Today I got a TCP SYN Flood attack on one of my clients.
The attack wasn't that big (~150-200kpps and a few hundred mbps) but it managed to bring almost everything down. The uplink is 10gbit so it was nowhere near physical medium congestion and I confirmed that my upstream did not had any congestion issues either (ie: the attack was not volumetric)
Until FastNetMon kicked in to blackhole the victim's IP, the router was essentially unreachable and everything behind it either had high latency or packet loss.
Winbox and SSH could not connect at all.
I use raw filters to no-track all the forwarded traffic. With UDP attacks even with 1mpps and 7-8gps the router wouldn't even sweat! no-track works like a charm for these attacks!

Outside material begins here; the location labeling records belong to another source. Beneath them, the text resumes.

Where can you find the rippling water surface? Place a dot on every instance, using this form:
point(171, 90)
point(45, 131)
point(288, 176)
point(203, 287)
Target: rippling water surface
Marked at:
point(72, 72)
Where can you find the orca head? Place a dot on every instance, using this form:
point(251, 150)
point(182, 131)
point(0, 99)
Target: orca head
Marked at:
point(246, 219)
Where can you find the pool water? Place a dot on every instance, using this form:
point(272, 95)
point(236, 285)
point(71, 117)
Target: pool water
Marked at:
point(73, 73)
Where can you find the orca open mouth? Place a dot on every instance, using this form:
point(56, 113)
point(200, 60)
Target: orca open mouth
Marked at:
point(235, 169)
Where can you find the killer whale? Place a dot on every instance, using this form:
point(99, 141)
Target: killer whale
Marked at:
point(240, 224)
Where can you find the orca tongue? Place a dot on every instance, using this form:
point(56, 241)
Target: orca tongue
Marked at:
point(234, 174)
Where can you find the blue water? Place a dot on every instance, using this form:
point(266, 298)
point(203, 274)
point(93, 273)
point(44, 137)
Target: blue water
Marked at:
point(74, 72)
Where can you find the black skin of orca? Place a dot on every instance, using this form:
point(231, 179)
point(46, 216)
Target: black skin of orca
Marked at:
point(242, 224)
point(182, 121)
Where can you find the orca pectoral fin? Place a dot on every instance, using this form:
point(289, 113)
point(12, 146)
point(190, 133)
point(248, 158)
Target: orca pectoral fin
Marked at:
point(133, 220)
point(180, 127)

But with TCP SYN Flood the router just freaked out.
I don't use TCP SYN Cookies nor connection tracking.
For a brief moment I was able to connect with winbox and I saw that most of the cpu usage was on 'networking'.
The router is a CCR1036-8G-2S+ running ROS v6.38.5 with FW v3.33.
Does anyone else has had similar experience with this?
Was this normal? Shouldn't the router just forward the traffic? Why did SYN Flood cause so much cpu usage?
Any tips on how to avoid high CPU usage on future SYN Flood attacks?